Made it to Unsilent Night this past weekend. I love attending. If you haven’t ever, I do recommend looking at the schedule and seeing if it’s happening in your town: unsilentnight.com. I see it’s in Austin on December 17th, Manhattan on the 17th as well, Montréal on the 19th, and Colorado Springs on the 16th. If you’re not familiar, the short version is that 20-plus years ago the composer Phil Kline wrote and recorded four piece of ambient music, collectively titled Unsilent Night, that are meant to be played simultaneously. He then distributed these recordings individually to people, who put them on boomboxes and walked around lower Manhattan in a kind of secular carol for the holidays. Since then it’s been repeated every year in Manhattan, and spread to many other places, about 116 different cities according to the website.

We went last night, using a mix of an iPhone, an Android phone connected to an old Jambox, and an an archaic iPad Mini. They were running the free app, and I was streaming from SoundCloud. You can also download the tracks, and whenever I’ve participated, there have been tape cassettes and CDs available for free use, provided by whoever had organized it that year.

At some point after everyone gathers at the meet-up location, the organizer does a countdown and we all hit play at (roughly) the same moment. The beauty of the sound of Unsilent Night is how those four tracks, in random combinations of emphasis, mix — with variations on them playing slightly out of sync on a wide variety of playback mechanisms, and how the sound bounces off walls in narrow spaces and diffuses in wider, more open spaces — and of course, there’s the sound itself, as it’s a lovely, sedate, holiday-vibe composition, filled with soft bells, and muffled singing, and minimalist percussion.
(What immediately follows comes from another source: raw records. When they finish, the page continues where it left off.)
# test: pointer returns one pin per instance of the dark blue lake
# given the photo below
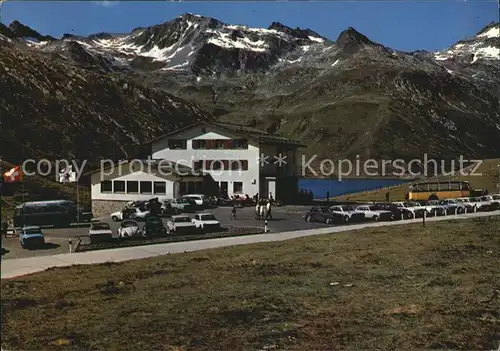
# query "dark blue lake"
(319, 187)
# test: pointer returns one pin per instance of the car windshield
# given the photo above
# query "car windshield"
(100, 226)
(207, 218)
(32, 231)
(182, 220)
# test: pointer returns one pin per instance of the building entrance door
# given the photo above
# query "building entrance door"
(223, 187)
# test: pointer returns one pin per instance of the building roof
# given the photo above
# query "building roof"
(165, 166)
(253, 133)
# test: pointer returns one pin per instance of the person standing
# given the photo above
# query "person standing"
(268, 212)
(262, 209)
(233, 212)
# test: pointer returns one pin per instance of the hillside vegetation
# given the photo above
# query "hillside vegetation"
(401, 287)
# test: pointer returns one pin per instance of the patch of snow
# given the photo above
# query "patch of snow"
(225, 41)
(486, 52)
(449, 124)
(490, 33)
(176, 67)
(254, 30)
(318, 40)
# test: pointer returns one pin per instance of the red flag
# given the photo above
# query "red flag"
(13, 175)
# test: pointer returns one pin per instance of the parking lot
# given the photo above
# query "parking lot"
(286, 218)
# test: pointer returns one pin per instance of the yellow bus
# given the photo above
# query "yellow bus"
(439, 190)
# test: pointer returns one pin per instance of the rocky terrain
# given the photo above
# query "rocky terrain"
(342, 98)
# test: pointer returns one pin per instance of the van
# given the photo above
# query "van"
(201, 200)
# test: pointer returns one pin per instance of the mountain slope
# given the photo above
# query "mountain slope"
(342, 98)
(50, 109)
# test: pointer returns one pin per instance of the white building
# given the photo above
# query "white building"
(231, 154)
(140, 180)
(205, 157)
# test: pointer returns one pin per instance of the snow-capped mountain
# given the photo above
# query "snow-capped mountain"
(342, 97)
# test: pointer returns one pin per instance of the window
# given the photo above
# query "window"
(239, 165)
(160, 188)
(132, 187)
(238, 187)
(176, 144)
(197, 165)
(224, 144)
(146, 187)
(106, 186)
(119, 186)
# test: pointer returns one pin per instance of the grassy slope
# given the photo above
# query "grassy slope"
(411, 288)
(488, 180)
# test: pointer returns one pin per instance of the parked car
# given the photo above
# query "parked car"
(323, 215)
(411, 209)
(128, 229)
(182, 205)
(496, 198)
(375, 213)
(452, 206)
(470, 206)
(206, 222)
(200, 199)
(490, 204)
(481, 203)
(129, 213)
(153, 227)
(100, 232)
(434, 208)
(348, 212)
(31, 237)
(395, 210)
(181, 224)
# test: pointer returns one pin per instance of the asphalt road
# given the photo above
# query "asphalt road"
(17, 267)
(288, 218)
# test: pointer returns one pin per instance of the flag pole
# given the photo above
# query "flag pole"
(77, 204)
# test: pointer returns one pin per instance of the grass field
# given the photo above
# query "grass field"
(403, 287)
(488, 180)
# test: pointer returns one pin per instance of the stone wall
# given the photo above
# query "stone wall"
(103, 208)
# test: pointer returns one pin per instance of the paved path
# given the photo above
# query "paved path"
(17, 267)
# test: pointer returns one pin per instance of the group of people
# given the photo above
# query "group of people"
(263, 209)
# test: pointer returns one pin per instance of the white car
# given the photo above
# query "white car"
(489, 203)
(206, 222)
(128, 229)
(132, 213)
(434, 208)
(411, 209)
(99, 232)
(469, 205)
(349, 213)
(200, 199)
(375, 213)
(181, 224)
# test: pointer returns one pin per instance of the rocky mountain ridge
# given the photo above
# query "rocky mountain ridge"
(343, 98)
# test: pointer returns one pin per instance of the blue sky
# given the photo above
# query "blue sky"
(403, 25)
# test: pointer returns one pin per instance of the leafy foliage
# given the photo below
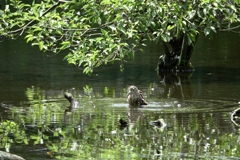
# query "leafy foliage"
(98, 32)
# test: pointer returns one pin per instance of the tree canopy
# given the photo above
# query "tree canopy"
(98, 32)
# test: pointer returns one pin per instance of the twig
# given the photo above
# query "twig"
(32, 21)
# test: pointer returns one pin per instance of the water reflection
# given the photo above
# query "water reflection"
(195, 107)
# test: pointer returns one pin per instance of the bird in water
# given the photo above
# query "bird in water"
(135, 97)
(160, 123)
(235, 117)
(72, 100)
(122, 124)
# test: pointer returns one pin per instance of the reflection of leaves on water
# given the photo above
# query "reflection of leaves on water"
(235, 117)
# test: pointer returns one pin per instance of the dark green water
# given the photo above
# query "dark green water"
(196, 110)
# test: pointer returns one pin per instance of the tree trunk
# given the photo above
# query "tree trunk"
(177, 54)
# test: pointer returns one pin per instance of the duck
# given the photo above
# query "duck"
(74, 103)
(160, 123)
(135, 97)
(123, 122)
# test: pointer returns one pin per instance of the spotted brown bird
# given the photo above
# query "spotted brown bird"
(160, 122)
(135, 97)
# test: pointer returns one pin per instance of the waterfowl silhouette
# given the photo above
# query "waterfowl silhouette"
(135, 97)
(160, 123)
(74, 103)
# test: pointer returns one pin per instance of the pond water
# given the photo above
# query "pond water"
(196, 107)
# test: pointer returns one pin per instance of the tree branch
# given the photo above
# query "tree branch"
(32, 21)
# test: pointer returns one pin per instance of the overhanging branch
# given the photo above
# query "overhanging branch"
(32, 21)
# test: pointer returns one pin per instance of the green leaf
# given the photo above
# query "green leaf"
(65, 44)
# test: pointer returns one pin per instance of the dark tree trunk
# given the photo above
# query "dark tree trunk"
(177, 54)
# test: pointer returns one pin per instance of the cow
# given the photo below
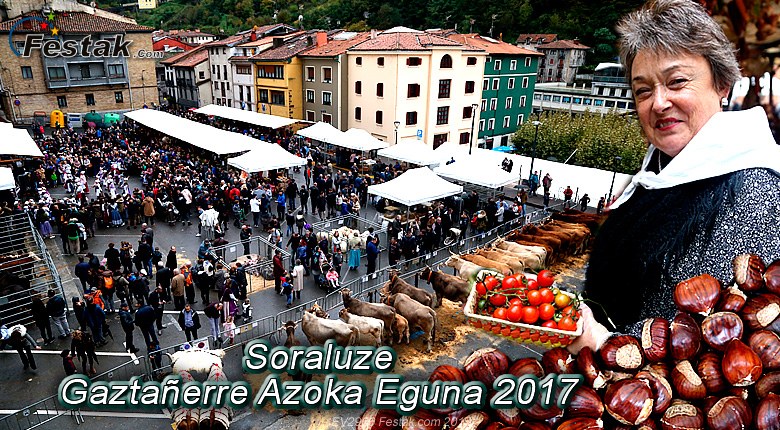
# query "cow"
(370, 328)
(446, 286)
(398, 285)
(318, 330)
(466, 269)
(374, 310)
(416, 314)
The path we take in the Mission District hasn’t changed much over the years. We start in Dolores Park, on an edge of the Mission District, where it becomes the Castro District. We then walk through the Mission, sticking mostly to less-populated streets and wider alleys, but not infrequently passing storefronts. There were a lot of people participating this weekend, perhaps 150, maybe more. I was surprised I only recognized one person, a local composer, and otherwise everyone was an unfamiliar face, except that is a few I recognized solely from past Unsilent Night events, like this one guy who has a beautiful old Gramophone-style speaker atop a very tall stick, with an lovely attached wooden box, inside of which I imagine is a phone or an iPod or something.

This year the event started at 5pm, which was great. I seem to recall it started much later in the past. It was nice to see faces, and to experience the transition from daylight to significant darkness as we proceeded. The main change I recall in the walk from previous routes is that this time we headed back directly from the Mission (that is the actual Mission, at the corner of Dolores Street and 18th Street) to the spot near the tennis courts in Dolores Park where we began, rather than re-entering the park further away, up a hill, and coming back down that way. The full composition is 45 minutes long, and we walked almost the full 45 minutes, lingering for the last few minutes in the park as the music came to its subdued close.